Ramón Estay

Personal information
- Full name: Luis Ramón Estay Saavedra
- Date of birth: 22 July 1938
- Place of birth: Iquique, Chile
- Date of death: 3 November 2013 (aged 75)
- Place of death: Iquique, Chile
- Position: Forward

Youth career
- CD Cavancha
- Iquique (city team)

Senior career*
- Years: Team / Apps / (Gls)
- 1958–1964: Audax Italiano
- 1964–1965: Magallanes
- 1966–1967: Deportes Concepción

Managerial career
- 1969–1972: Magallanes
- 1974: Coquimbo Unido
- 1979–1980: Deportes Iquique
- 1982–1984: Deportes Arica
- 1984: Regional Atacama
- 1985: Deportes Arica
- 1987–1988: Deportes Iquique
- 1990: Deportes Iquique
- 1992: Deportes Iquique
- 1993: Defensor Kiwi-Ciclista Lima
- 1994: Deportes Iquique
- 1994–1995: Ciclista Lima
- 1995: Alianza Lima
- 1995: Deportivo Municipal
- 1996: Melgar
- 1997–1998: Deportivo Quito
- 2001: Deportes Iquique
- 2003: Municipal Iquique
- 2006–2008: Universidad Arturo Prat

= Ramón Estay =

Chilean footballer and manager (1938–2013)

Luis Ramón Estay Saavedra (22 July 1938 – 3 November 2013), known as Ramón Estay, was a Chilean football player and manager.

==Career==
Born in Iquique, as a football forward, he played for Club Deportivo Cavancha and the team of Iquique. At professional level, he played for Audax Italiano, Magallanes and Deportes Concepción.

As a football manager, he was mainly related to his hometown club, Deportes Iquique, since he was involved in its foundation and coached it in seven stints, winning the 1979 Segunda División de Chile and the 1980 Copa Polla Gol.

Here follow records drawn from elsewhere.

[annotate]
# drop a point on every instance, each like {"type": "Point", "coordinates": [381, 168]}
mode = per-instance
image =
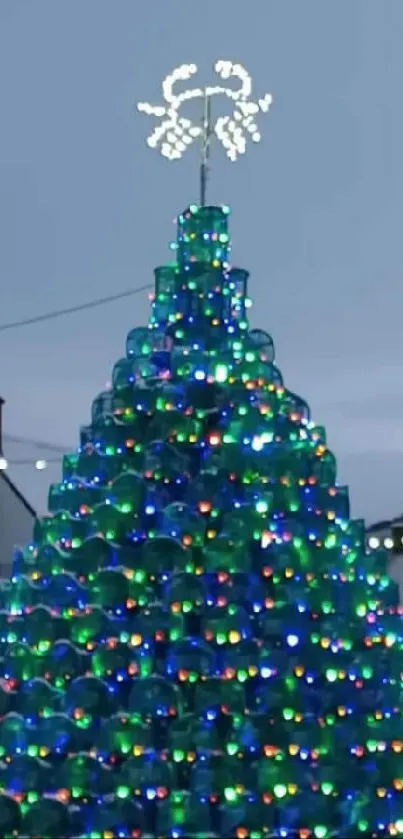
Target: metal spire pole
{"type": "Point", "coordinates": [205, 149]}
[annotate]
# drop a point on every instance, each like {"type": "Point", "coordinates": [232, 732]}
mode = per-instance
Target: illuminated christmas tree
{"type": "Point", "coordinates": [196, 642]}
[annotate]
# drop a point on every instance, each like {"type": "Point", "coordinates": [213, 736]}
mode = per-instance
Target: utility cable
{"type": "Point", "coordinates": [71, 310]}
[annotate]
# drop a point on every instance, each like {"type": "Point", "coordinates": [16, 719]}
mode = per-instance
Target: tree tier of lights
{"type": "Point", "coordinates": [196, 643]}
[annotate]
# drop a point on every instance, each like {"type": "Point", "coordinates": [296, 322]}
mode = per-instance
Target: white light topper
{"type": "Point", "coordinates": [176, 133]}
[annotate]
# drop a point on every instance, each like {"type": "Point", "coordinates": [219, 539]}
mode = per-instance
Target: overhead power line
{"type": "Point", "coordinates": [71, 310]}
{"type": "Point", "coordinates": [38, 444]}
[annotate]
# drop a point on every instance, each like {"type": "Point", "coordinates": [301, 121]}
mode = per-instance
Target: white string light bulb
{"type": "Point", "coordinates": [176, 133]}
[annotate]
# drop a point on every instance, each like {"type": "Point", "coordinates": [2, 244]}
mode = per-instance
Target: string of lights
{"type": "Point", "coordinates": [38, 463]}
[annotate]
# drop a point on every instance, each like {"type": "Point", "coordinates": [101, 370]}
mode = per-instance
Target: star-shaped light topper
{"type": "Point", "coordinates": [176, 133]}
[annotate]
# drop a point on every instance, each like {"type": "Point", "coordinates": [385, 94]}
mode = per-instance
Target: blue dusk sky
{"type": "Point", "coordinates": [86, 208]}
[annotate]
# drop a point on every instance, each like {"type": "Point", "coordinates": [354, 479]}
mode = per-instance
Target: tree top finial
{"type": "Point", "coordinates": [175, 133]}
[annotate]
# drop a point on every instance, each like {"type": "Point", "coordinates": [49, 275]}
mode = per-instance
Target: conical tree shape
{"type": "Point", "coordinates": [197, 643]}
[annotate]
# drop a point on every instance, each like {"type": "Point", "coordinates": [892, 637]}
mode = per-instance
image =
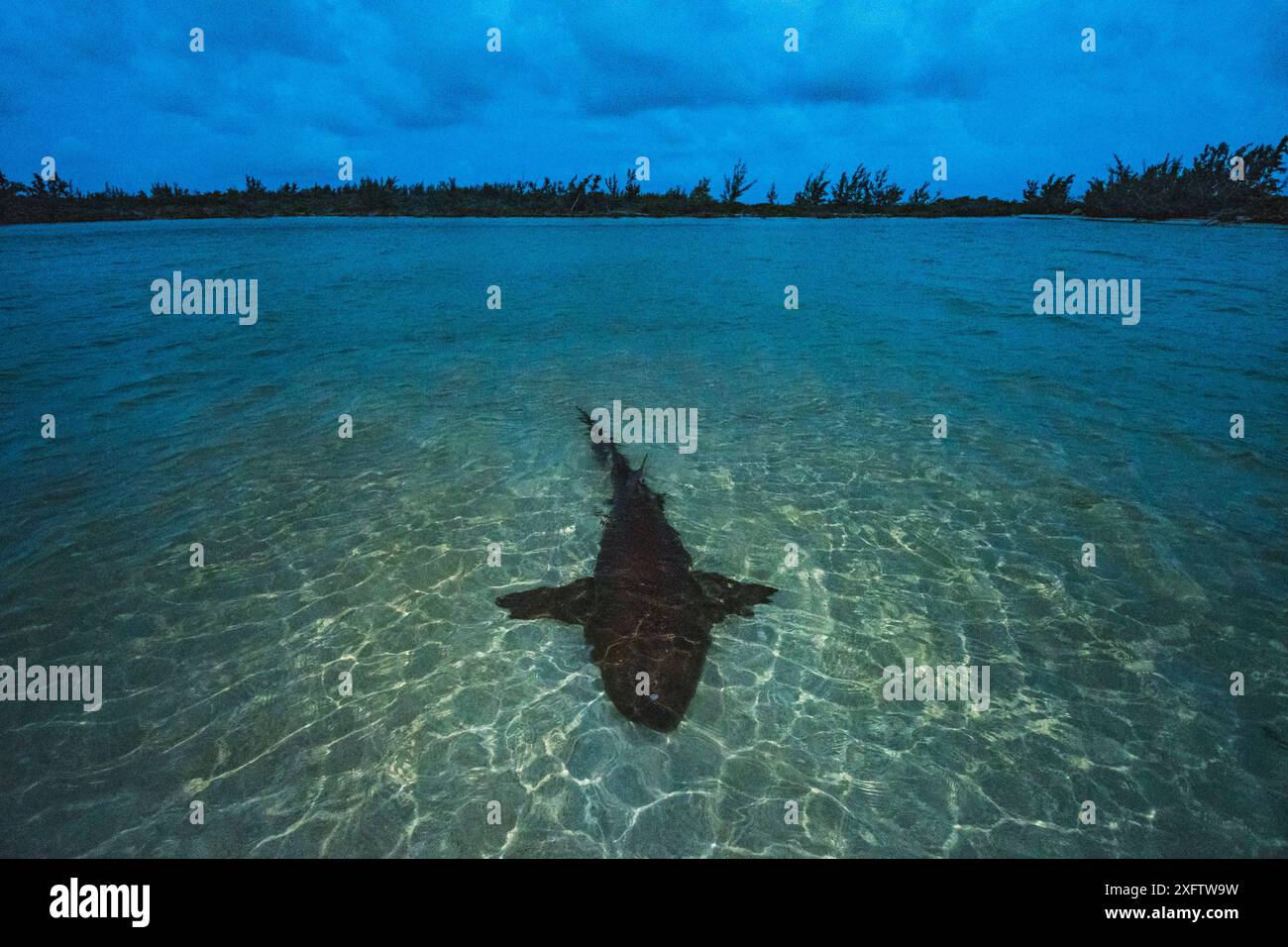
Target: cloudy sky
{"type": "Point", "coordinates": [286, 86]}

In Chile, he also coached Magallanes, Deportes Arica and Regional Atacama.

In Peru, where he came recommended by his former assistant Miguel Ángel Arrué, he coached Ciclista Lima from 1993 to 1995, winning the 1993 Segunda División as Defensor Kiwi-Ciclista Lima, Alianza Lima in 1994, Deportivo Municipal in 1995 and Melgar in 1996. As a fact, he became the second Chilean to manage Melgar after José Tadormina. Then, he moved to Ecuador and led Deportivo Quito, reaching the runner-up in the 1997 Ecuadorian Serie A.

From 2006 to 2009, he coached the Arturo Prat University, winning three university national championships of FENAUDE, at the same time the team competed in the Chilean Tercera División.

==Personal life==
His sons Luis Ramón Jr., the elder, and José Orlando, were professional footballers who played for Deportes Iquique at the end of the 1980s.

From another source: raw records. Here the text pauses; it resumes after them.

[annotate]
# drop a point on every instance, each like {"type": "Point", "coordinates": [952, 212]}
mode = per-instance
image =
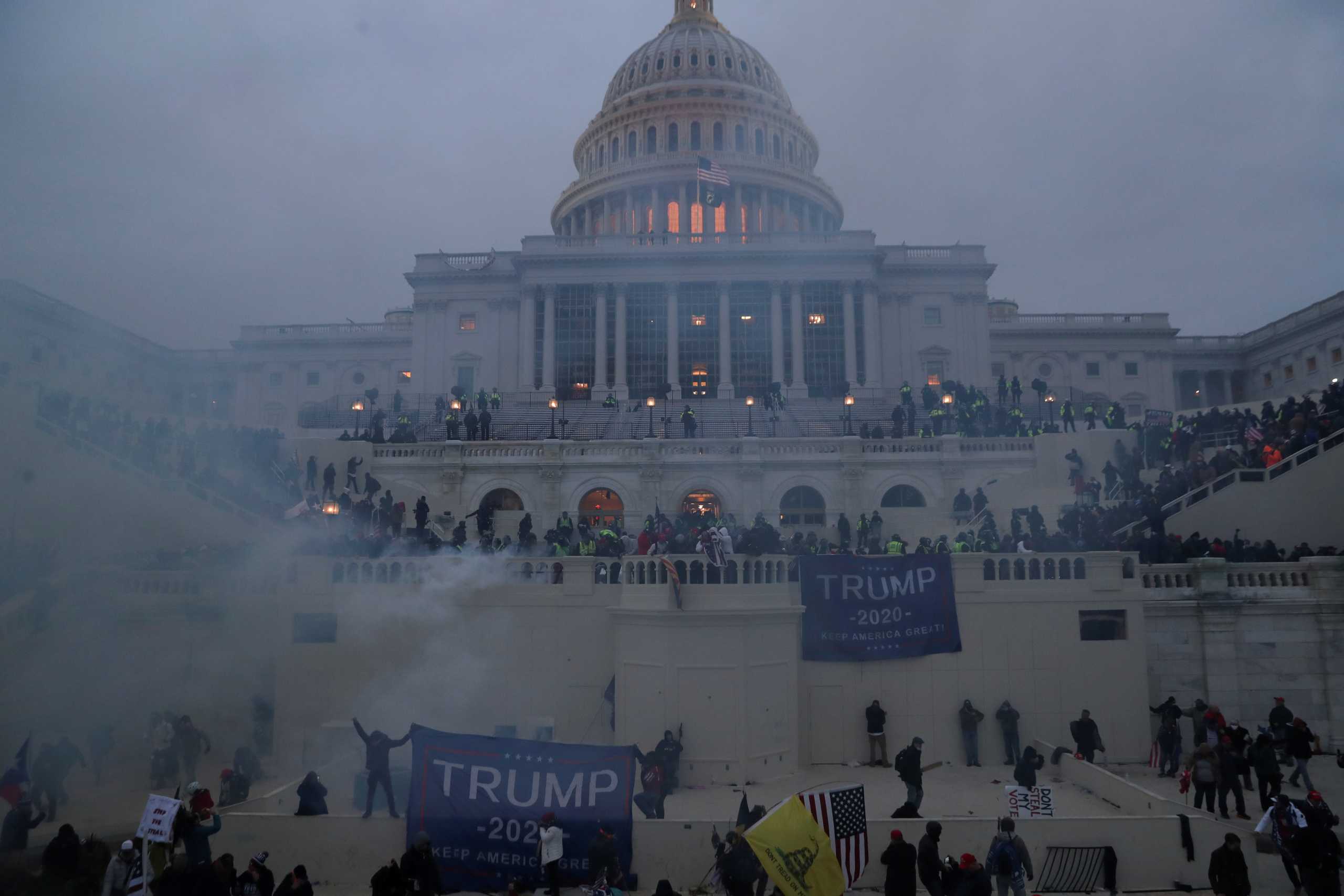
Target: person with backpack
{"type": "Point", "coordinates": [1009, 860]}
{"type": "Point", "coordinates": [911, 773]}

In Peru, he was nicknamed Chompita (Little Sweater) and Chompita Ploma (Grey Little Sweater), due to the fact that he used to wear that article of clothing.

He was honored as Hijo Ilustre (Illustrious Son) of Iquique.

Estay died due to an respiratory insufficiency in the Hospital of Iquique.

==Honours==
===Manager===
Deportes Iquique
- Segunda División de Chile: 1979
- Copa Polla Gol: 1980

Defensor Kiwi-Ciclista Lima
- Segunda División de Perú: 1993

Universidad Arturo Prat
- FENAUDE: 2006, 2007, 2008

==Legacy==
After Estay died, the municipal stadium of Iquique was renamed Estadio Tierra de Campeones Ramón Estay Saavedra.

In 2020 season, the alternative shirt of Deportes Iquique was designed in honor of Estay and Club Deportivo Cavancha.